Wednesday 15 August 2012

Caring for an adult child

Our daughter Miriam was born in 1962 with Down Syndrome. My husband and I were 25 and 24. Our twin sons Foster and Raymond were born in 1964.
Miriam's birth: Miriam was the first baby our GP delivered. I remember that day asking the nurses 'is she all right?' I looked at the space between her eyes, how she held her arms and legs like a frog. That first night I asked the nurses again, and again. The nurses must have contacted the doctor because the next evening at visiting time he came into the room, I looked at his face and said, 'she is not all right, is she!'
A few months before Miriam turned 40 she had a stroke which left her initially severely paralysed on her right side. Three months after the stroke she came back home to live (she'd been in a supported flatting situation since 1995). She'd had a full life which now had been drastically curtailed. My husband and I again became her full-time carers in a different way.



Caring for an adult child: A child that stays a child, perhaps a 'young 10-year old'. But also an awareness of how that child is nearly the same age as I am now due to the accelerated ageing of DS people.

The last few years Miriam has had a lot of medical problems, often resulting in operations. Gall bladder, eye operations. Ever since the stroke she's had to wear a splint on her right leg but her foot/ankle never came back to 90 degrees. Consequently ulcers under her feet. In 2009 she had an operation to have her Achilles tendon lengthened. Wasting of her leg, massage. Last September she had a bad fall and we are now back to carer support for showers etc six days a week as well as 3 x per week physio exercises. She now also has to wear a knee brace.

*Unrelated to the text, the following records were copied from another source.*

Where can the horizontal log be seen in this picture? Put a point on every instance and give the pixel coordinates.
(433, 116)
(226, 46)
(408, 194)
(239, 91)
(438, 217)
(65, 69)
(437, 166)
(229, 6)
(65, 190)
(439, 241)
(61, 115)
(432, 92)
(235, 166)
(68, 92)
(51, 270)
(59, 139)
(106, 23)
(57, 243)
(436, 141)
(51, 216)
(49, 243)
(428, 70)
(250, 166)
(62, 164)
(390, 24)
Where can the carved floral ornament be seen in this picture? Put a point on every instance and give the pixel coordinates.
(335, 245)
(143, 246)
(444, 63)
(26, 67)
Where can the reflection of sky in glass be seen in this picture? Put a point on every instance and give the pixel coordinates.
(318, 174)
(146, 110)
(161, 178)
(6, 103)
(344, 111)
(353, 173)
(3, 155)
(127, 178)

We cannot leave her by herself any more, sitters and problems. MoH helpful but with closure of the ISIS facility no alternative care place can be found.

Aspects of caring:

Emotional level: protective, aware of her feelings – her inability to voice her thoughts. Careful to be a translator, her 'voice', her autonomy.
Social limitations: not the same flexibility as peers. We now need to get sitters to stay with her whenever we want to go out. I learned also that I have to check I don't make her wellbeing my main topic of conversation.
Personal level: I want to cope for as long as I can but have to accept that in my mid-seventies I am sooner exhausted than I was ten years ago.
Coping techniques: Acknowledging the stress incurred. As hard as it is I need courage to let others know that I am stressed. I've learnt to be more aware of my needs. I am grateful to be able to meet friends for a good natter and am lucky to have lots of hobbies: writing, reading, music, swimming, walking, gardening, Pilates. There are not enough hours in the day.
Financial: Stressful, using alternative remedies, costly appointments both for Miriam and me. Prescriptions by doctor often generic, and I end up paying heaps more for the original medication. I'll never forget the audiologist who suggested I needed a regular massage to help with tinnitus.